As we wrote in the prior post to this blog, “ready, fire aim” as a product development strategy should not be applied to fundamental transitions in a business. “Ready, fire, aim” is a method of entering markets, and, subsequently, effecting very rapid changes in product design. Doubtless, an approach like “ready, fire, aim” can be very effective for product development as it permits businesses to enter markets very early, albeit with some risk to brand should early version of products fail to meet minimum levels of satisfaction in a market.
The key objective that should drive a decision to implement “ready, fire, aim” is timing an entrance to a market. With particular regard to technology products and services, it is generally advantageous to enter markets early. Further, it is generally the case that early entrants to markets for technical solutions are harder to displace by competitors who arrive later. Therefore, “ready, fire, aim” is a sensible approach to the right set of opportunities.
Making fundamental changes to what you sell does not constitute a right opportunity to implement “ready, fire, aim”. On the contrary, it is critically important that this type of fundamental change be carefully thought through, with especial care to consider the negative ramifications of mistakes. We treated some of these points in the prior post to this blog. For the remainder of this post, we think it will be useful to present our view of what Dell is up to with its recent set of acquisitions, given its intention to transform its business. We do need to note that we do own shares of Dell stock; therefore, we have an interest in Dell succeeding at its strategy. The reader has now been warned.
In fact, Dell is looking to make the same type of fundamental change in its revenue model that we have presented in these recent posts to our blog, albeit at a much bigger scale. We are focused on emerging tech businesses. In contrast, Dell is a mature, publicly traded businesses with a major presence in the markets for hardware products like desktop computers, servers, networking devices, printers, backup solutions, and more.
Back in 2007 Dell publicized its intention to enter other markets, namely the solutions markets for enterprise business (we are using this label to include public sector organizations of comparable size, as well as comparable size organizations in the not for profit sectors) needs for software solutions, and, integrated solutions that include hardware and software components, together with the specialized expertise required to put all of these components together into a working system.

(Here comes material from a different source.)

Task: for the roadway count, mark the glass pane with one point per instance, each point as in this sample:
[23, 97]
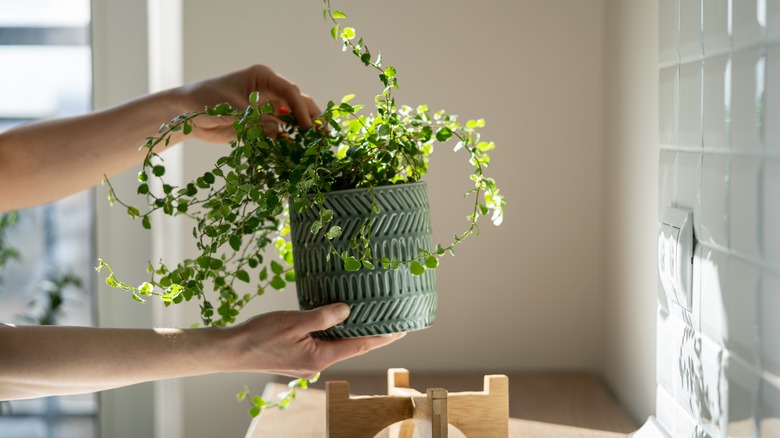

Over the last four years Dell has consistently executed on this strategy, albeit with a level of positive effect on its bottom line that has not meant with widespread approval from the investment community. It is not our intention in these posts to opine on why Dell has only marginally benefited from these acquisitions; rather, we make reference to Dell as an example of why a business should consider buying its way into a market, rather than trying to build a presence from ground up. We think Dell’s plan makes sense, and, further, constitutes a safer method of fundamentally transforming a business revenue model.